Danielle plays bass and belts a mean vocal. Nick plays guitar and sings as well while Kris is a drummer. The family filled the bill for the classic power trio. The band toured extensively and released several CDs and DVDs. In 2011, they put out Wrong Side of the Blues
on their own TUF Records label. The album garnered widespread attention and resulted in a recording contract with the Concord Music Group which, in turn released the band's latest album, Badlands
Kris recently left the band and was replaced by Kansas City colleague Jan Faircloth. At the same time, TUF expanded to a quartet with the addition of keyboardist Mike "Shinetop" Sedovic. Those two along with Danielle and Nick form the current, touring version of TUF which played the Denver Day of Rock festival in downtown Denver on May 24.
For Saturday afternoon's set, Danielle fronted the band with Nick and his guitar to the left and Shinetop on the right side of the stage. Certainly, putting the cute chick front and center was a good marketing move, but Danielle was much more than that, delivering the blues with force and grace. Despite her petite stature, even in her six in heels, she belted the blues with power and feeling. Her bass playing equaled her vocal force. In fact, she was nominated as best blues bassist for the 2012 Blues Music Awards. She was rock solid all afternoon and, on a couple of occasions, laid down some especially funky and intricate bottom.
Nick proved to be equally charismatic with his own vocal style on at least a third of the songs where he sang lead. His guitar fills were consistently incisive and his slashing solos pulled the pain from his soul and spilled it all over the stage and the crowd. Usually brother and sister took turns singing, but occasionally they joined forces for some tight, bluesy harmonies. One interesting aspect of these siblings is that they are both left handed, making for a slightly off kilter, yet still uniform stage presence.
The song selection consisted mostly of band originals, many from the recent Badlands album, including the opener, "Bad, Bad Feeling." We also heard "Pain in My Mind," one that featured some of those vocal harmonies. The set concluded with some cover tunes, including one that appears on Badlands
, James Brown
's "It's a Man's, Man's, Man's World." That one was a showcase for Danielle to let her vocals rip in the best searing, pleading Brown tradition.

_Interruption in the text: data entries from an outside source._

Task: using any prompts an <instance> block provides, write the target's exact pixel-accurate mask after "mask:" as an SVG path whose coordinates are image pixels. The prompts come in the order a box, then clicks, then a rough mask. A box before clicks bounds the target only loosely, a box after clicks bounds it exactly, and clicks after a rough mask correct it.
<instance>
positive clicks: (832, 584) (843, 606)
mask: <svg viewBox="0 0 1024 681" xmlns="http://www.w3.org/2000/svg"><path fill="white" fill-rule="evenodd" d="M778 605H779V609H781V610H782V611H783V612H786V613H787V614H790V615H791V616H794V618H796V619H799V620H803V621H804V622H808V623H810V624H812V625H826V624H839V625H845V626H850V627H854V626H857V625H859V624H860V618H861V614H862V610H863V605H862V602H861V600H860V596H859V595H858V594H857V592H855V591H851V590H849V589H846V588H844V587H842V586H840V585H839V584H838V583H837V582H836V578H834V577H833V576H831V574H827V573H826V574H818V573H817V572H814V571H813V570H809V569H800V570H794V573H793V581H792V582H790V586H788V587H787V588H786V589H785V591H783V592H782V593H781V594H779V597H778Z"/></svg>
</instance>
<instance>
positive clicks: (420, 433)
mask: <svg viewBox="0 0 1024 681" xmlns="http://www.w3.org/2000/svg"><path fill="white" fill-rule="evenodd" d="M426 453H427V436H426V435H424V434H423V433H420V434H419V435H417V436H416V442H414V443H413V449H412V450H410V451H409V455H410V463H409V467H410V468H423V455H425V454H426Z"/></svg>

Another cover was "One Monkey Don't Stop No Show," originally popularized by Big Maybelle. This one showcased the band's experience and professionalism. Just after the song got underway, Danielle tried to adjust the mic stand which came apart in her hand. She was left holding the mic and a remnant of the stand in her left hand while she used the fingers on her right hand to slap the strings on her bass fret board to keep the bass line running. A tech guy quickly ran on stage and reassembled the mic stand while Danielle kept playing and singing. Clearly, the tune should have been renamed, "One Broken Mic Stand Don't Stop No Show."
Danielle introduced the closer by saying, "Well, you know, we have to do THAT song." Then they broke into Led Zeppelin's "Trampled Under Foot." No one offered any explanation about any relationship between the name of the band and that song, but sonically, it fit right in with the rest of the set.
Although only two members of the Schnebelen family played on Saturday, the family bonds run deeply through the band. Their dad, Bob Schnebelen co-wrote some of the songs on Wrong Side of the Blues
and their mom, Lisa Swedlund, sang backing vocals on several tracks on both of their most recent albums. Blues family values; the best kind.